De Wet deregulering beoordeling arbeidsrelaties moest een
einde maken aan de schijnzelfstandigheid die in vele gevallen het gevolg
was van het feit dat een arbeidskracht die niet als een zelfstandige kon worden
beschouwd van de belastingdienst toch een Verklaring arbeidsrelatie (VAR)
kreeg. Die VAR vrijwaarde de opdrachtgever van deze arbeidskracht van
naheffing van loonbelasting en sociale premies.

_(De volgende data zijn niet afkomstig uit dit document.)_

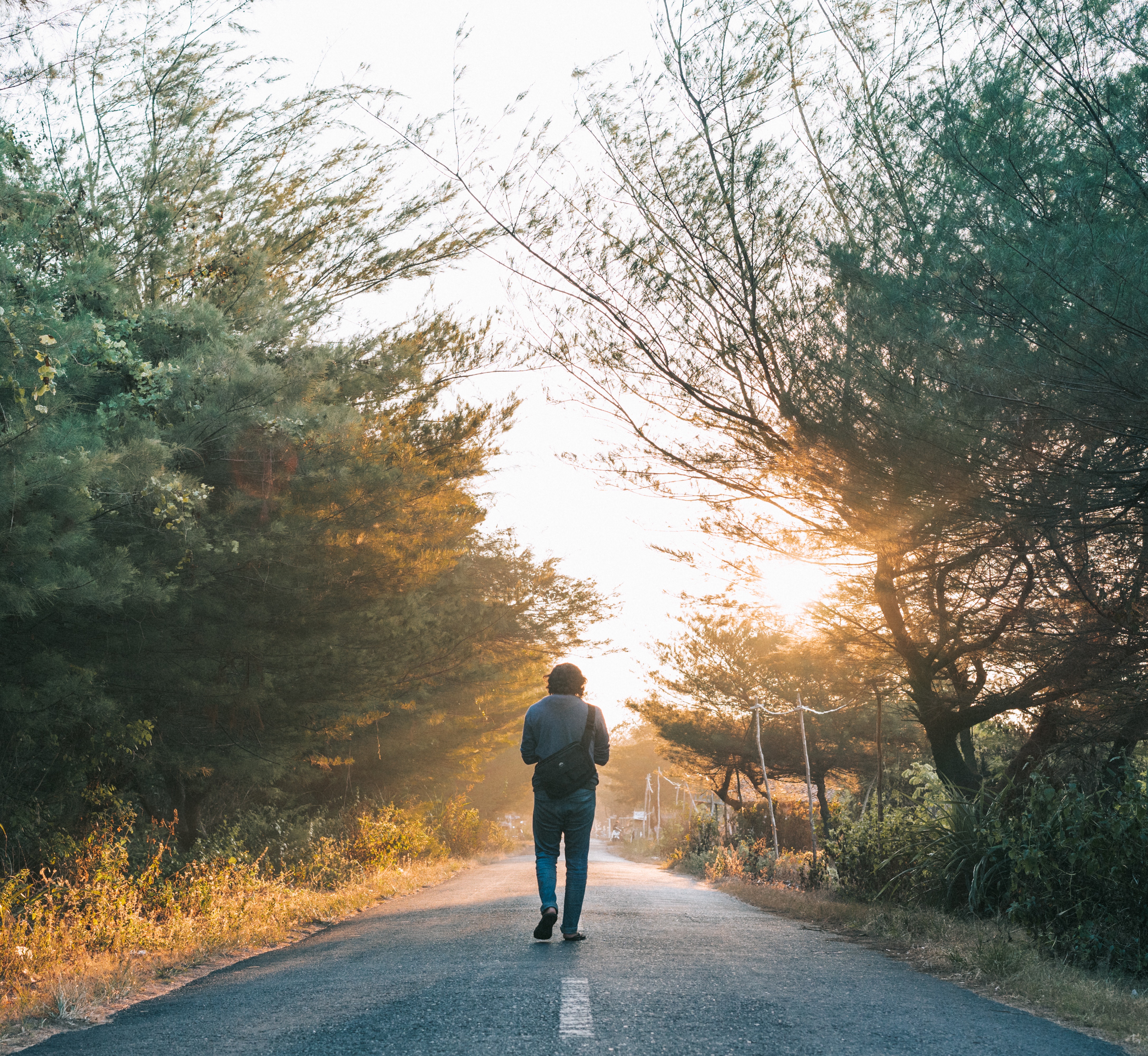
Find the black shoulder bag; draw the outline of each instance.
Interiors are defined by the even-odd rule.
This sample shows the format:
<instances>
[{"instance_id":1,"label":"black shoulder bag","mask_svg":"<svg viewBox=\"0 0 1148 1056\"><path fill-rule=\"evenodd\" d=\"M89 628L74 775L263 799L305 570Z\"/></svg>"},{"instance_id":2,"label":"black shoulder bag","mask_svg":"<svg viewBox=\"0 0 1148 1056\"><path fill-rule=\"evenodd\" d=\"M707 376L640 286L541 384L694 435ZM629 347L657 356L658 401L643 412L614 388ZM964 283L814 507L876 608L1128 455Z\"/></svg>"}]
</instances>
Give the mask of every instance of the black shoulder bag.
<instances>
[{"instance_id":1,"label":"black shoulder bag","mask_svg":"<svg viewBox=\"0 0 1148 1056\"><path fill-rule=\"evenodd\" d=\"M588 704L585 729L581 740L572 740L565 748L548 755L534 768L538 784L551 799L563 799L581 789L595 775L590 758L590 738L594 737L595 706Z\"/></svg>"}]
</instances>

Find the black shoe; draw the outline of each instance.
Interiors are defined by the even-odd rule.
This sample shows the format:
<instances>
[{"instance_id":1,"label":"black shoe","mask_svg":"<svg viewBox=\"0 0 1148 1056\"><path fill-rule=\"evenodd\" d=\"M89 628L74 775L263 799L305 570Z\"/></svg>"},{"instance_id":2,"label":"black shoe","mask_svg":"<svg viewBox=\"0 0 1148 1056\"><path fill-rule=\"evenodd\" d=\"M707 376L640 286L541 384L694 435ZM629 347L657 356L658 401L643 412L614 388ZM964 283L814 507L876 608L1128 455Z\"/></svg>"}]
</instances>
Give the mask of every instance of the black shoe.
<instances>
[{"instance_id":1,"label":"black shoe","mask_svg":"<svg viewBox=\"0 0 1148 1056\"><path fill-rule=\"evenodd\" d=\"M549 939L554 933L554 923L558 921L558 910L548 909L542 914L538 926L534 929L534 938Z\"/></svg>"}]
</instances>

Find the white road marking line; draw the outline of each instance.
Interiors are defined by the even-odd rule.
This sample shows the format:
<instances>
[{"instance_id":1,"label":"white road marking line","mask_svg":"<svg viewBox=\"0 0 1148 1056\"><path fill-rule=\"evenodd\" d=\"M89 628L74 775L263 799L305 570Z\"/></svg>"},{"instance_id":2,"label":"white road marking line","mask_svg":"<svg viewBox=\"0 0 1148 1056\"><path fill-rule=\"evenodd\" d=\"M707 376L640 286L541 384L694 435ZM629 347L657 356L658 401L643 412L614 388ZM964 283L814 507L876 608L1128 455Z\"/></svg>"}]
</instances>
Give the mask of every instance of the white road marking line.
<instances>
[{"instance_id":1,"label":"white road marking line","mask_svg":"<svg viewBox=\"0 0 1148 1056\"><path fill-rule=\"evenodd\" d=\"M558 1012L558 1036L594 1036L589 979L563 979L563 1007Z\"/></svg>"}]
</instances>

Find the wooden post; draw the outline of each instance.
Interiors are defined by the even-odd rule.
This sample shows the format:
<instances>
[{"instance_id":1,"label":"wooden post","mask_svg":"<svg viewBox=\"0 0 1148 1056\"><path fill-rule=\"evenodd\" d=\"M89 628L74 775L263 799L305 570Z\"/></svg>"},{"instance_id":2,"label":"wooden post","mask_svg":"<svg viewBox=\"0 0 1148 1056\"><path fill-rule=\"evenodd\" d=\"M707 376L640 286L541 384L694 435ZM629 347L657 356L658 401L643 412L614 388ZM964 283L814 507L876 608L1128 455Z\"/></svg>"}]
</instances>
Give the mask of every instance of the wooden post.
<instances>
[{"instance_id":1,"label":"wooden post","mask_svg":"<svg viewBox=\"0 0 1148 1056\"><path fill-rule=\"evenodd\" d=\"M809 800L809 838L813 840L813 883L817 877L817 826L813 822L813 776L809 772L809 746L805 740L805 705L801 694L797 694L797 721L801 727L801 751L805 752L805 794Z\"/></svg>"},{"instance_id":2,"label":"wooden post","mask_svg":"<svg viewBox=\"0 0 1148 1056\"><path fill-rule=\"evenodd\" d=\"M753 709L753 732L758 738L758 761L761 763L761 779L766 784L766 800L769 803L769 828L774 833L774 861L782 856L777 849L777 820L774 817L774 794L769 791L769 775L766 772L766 754L761 751L761 705Z\"/></svg>"},{"instance_id":3,"label":"wooden post","mask_svg":"<svg viewBox=\"0 0 1148 1056\"><path fill-rule=\"evenodd\" d=\"M881 736L881 689L874 685L872 691L877 694L877 824L882 825L885 821L885 746Z\"/></svg>"},{"instance_id":4,"label":"wooden post","mask_svg":"<svg viewBox=\"0 0 1148 1056\"><path fill-rule=\"evenodd\" d=\"M653 830L661 846L661 767L658 767L658 828Z\"/></svg>"}]
</instances>

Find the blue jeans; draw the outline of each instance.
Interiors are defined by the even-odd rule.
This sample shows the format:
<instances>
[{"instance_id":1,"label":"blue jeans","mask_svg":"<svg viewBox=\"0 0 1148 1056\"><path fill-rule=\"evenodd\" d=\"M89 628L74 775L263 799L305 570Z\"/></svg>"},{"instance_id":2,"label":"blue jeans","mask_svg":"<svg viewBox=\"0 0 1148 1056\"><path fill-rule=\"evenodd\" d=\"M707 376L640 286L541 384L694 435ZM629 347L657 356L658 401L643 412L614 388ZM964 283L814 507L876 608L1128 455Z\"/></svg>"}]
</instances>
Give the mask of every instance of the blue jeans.
<instances>
[{"instance_id":1,"label":"blue jeans","mask_svg":"<svg viewBox=\"0 0 1148 1056\"><path fill-rule=\"evenodd\" d=\"M575 789L563 799L551 799L542 789L534 790L534 869L538 875L542 911L558 908L558 841L566 837L566 898L563 900L561 933L577 931L585 898L587 860L590 856L590 830L597 802L594 789Z\"/></svg>"}]
</instances>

Aanvankelijk was de regering voornemens de VAR te vervangen
door een "Beschikking geen loonheffingen”, die anders dan de VAR mede
zou dienen te worden aangevraagd door de werkgever maar waaraan de werkgever
geen rechten zou kunnen ontlenen als de feitelijke situatie afweek van de
situatie op basis waarvan de beschikking was aangevraagd, althans voor zover
het de gegevens betrof ten aanzien waarvan de werkgever verantwoordelijk was
voor de gegevens in de aanvraag.
Op aandringen van de sociale partners en
belangenorganisaties van ZZP-ers werd uiteindelijk besloten de "Beschikking
geen loonheffingen” niet in te voeren. In plaats daarvan zouden aan de
belastingdienst modelovereenkomsten ter goedkeuring kunnen worden
voorgelegd, waarna de opdrachtgever gevrijwaard zou zijn van naheffing van
loonbelasting en sociale premies, indien in de praktijk gewerkt zou worden
conform de bepalingen van een door de belastingdienst goedgekeurde
modelovereenkomst.
Dit heeft er uiteindelijk toe geleid dat per 1 mei 2016de Wet deregulering beoordeling arbeidsrelaties in werking is getreden. Deze
wet hield niet anders in dan dat de bepalingen met betrekking tot de VAR uit de
wet zijn verwijderd. De vrijwaring tegen naheffing bij werken conform
goedgekeurde modelovereenkomst, zou uitsluitend gebaseerd dienen te worden op
het vertrouwensbeginsel.
Om deze wet tot stand te brengen, moest de Staatssecretaris
van Financiën diverse toezeggingen doen, met name aan de Eerste Kamer. Eén van
die toezeggingen was dat tijdens het eerste jaar, derhalve tot 1 mei 2017,
door de belastingdienst vooral aan voorlichting zou worden gedaan en niet aan
handhaving.
De Wet deregulering beoordeling arbeidsrelaties leidde
echter tot zoveel onduidelijkheid en onzekerheid, dat de Staatssecretaris zich
steeds weer opnieuw in de Tweede Kamer moest verantwoorden. Uiteindelijk leidde
deze onduidelijkheid en onzekerheid er toe dat eerst FNV en daarna VNO-NCW hun
steun aan deze wet introkken, omdat te veel ZZP-ers die niet als
schijnzelfstandige dienen te worden aangemerkt, opdrachten dreigen te verliezen
vanwege vrees bij opdrachtgevers voor naheffingen.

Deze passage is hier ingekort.